= Empress Xiancheng =

Empress Xiancheng (憲成皇后; 1005–1048), of the Yeli (野利) clan, was a Western Xia empress as the first empress of Emperor Jingzong.

== Life ==
=== Family background ===
Empress Xiancheng was a member of the prominent Yeli clan. Her brothers, Yeli Yuqi and Yeli Wangrong were eminent officials and generals of the reign of the Emperor Jingzong of Western Xia. Her distant relative, Yeli Renrong, devised Tangut script in 1036.

First elder brother: Yeli Wangrong (野利旺荣, d. 1042), served as a generalissimus during the Western Xia-Song war and held a title of Ningling (寧令, Tangut: ; lit. "Grand Prince").

Second elder brother: Yeli Yuqi (野利遇乞, d.1042), served as a general from 1038 to 1042 and held a title of Grand Prince of Tiandu (天都大王)

Sister-in-law: Empress Xuanmuhuiwen (宣穆惠文皇后沒藏氏, d.1056)

=== Reign of emperor Jingzong ===
It is not known when was lady Yeli born. Lady Yeli entered the harem of Li Yuanhao as early as in 1027. As early as in 1032, when Li Yuanhao ascended the throne, lady Yeli was appointed as his primary consort. In 1034, when Empress Dowager Huicidun'ai was poisoned by Yuanhao, lady Weimu, Yuanhao's consort, was under the house arrest. After consort Weimu had given birth to the son, lady Yeli claimed the child as inauspicious, which caused the death of lady Weimu and her child. Furthermore, the Weimu clan was annihilated shortly after the incident.

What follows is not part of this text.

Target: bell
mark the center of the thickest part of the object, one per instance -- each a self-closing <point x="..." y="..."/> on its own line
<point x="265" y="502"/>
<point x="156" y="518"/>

In 1038, when Li Yuanhao proclaimed himself an emperor, lady Yeli was instated as empress Xiancheng. Her first son, Ningming, was made an heir apparent. In 1042, Ningming was murdered for practicing Bigu (grain avoidance) with Taoist monk. Yeli Renrong, one of the distant relatives of Empress Yeli and the Prime Minister, died of reasons unknown. Her elder brother, Yeli Wangrong, was killed after the failed negotiations of peace with Song dynasty general Zhong Shifeng (the envoy of Western Xia was captured by the general and instructed to frame Yeli Wangrong for alliance with Song). Yeli Yuqi was implicated in the case, charged with treason and executed.

In 1045, she gave birth to Xili, who would die prematurely.

In 1047, she was demoted to a commoner due to machinations of lady Mozang, who had framed Lady Yeli for a romance with the official Buxiqi Duosi (补細乞多巳). Her daughter-in-law, lady Meiyi, was seduced by Yuanhao and appointed an empress, which deteriorated the relationship between Ningling Ge and Emperor Jingzong. Lady Yeli, members of Yeli clan and Great Advisor Mozang Epang encouraged the crown prince to assassinate the emperor. She died after the assassination of Li Yuanhao and her place of burial is not known.